[Laws by Plato]@TWC D-Link book
Laws

BOOK I
11/21

I am not speaking of drinking, or not drinking, wine at all, but of intoxication.

Are we to follow the custom of the Scythians, and Persians, and Carthaginians, and Celts, and Iberians, and Thracians, who are all warlike nations, or that of your countrymen, for they, as you say, altogether abstain?
But the Scythians and Thracians, both men and women, drink unmixed wine, which they pour on their garments, and this they think a happy and glorious institution.
The Persians, again, are much given to other practices of luxury which you reject, but they have more moderation in them than the Thracians and Scythians.
MEGILLUS: O best of men, we have only to take arms into our hands, and we send all these nations flying before us.
ATHENIAN: Nay, my good friend, do not say that; there have been, as there always will be, flights and pursuits of which no account can be given, and therefore we cannot say that victory or defeat in battle affords more than a doubtful proof of the goodness or badness of institutions.

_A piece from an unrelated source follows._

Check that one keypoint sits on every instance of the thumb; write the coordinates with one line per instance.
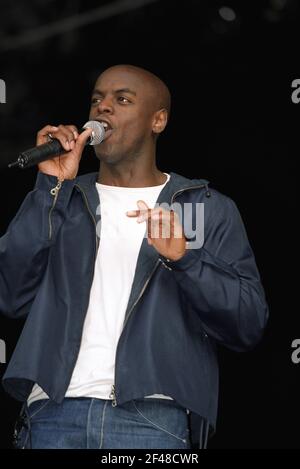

For when the greater states conquer and enslave the lesser, as the Syracusans have done the Locrians, who appear to be the best-governed people in their part of the world, or as the Athenians have done the Ceans (and there are ten thousand other instances of the same sort of thing), all this is not to the point; let us endeavour rather to form a conclusion about each institution in itself and say nothing, at present, of victories and defeats.

Let us only say that such and such a custom is honourable, and another not.

And first permit me to tell you how good and bad are to be estimated in reference to these very matters.
MEGILLUS: How do you mean?
ATHENIAN: All those who are ready at a moment's notice to praise or censure any practice which is matter of discussion, seem to me to proceed in a wrong way.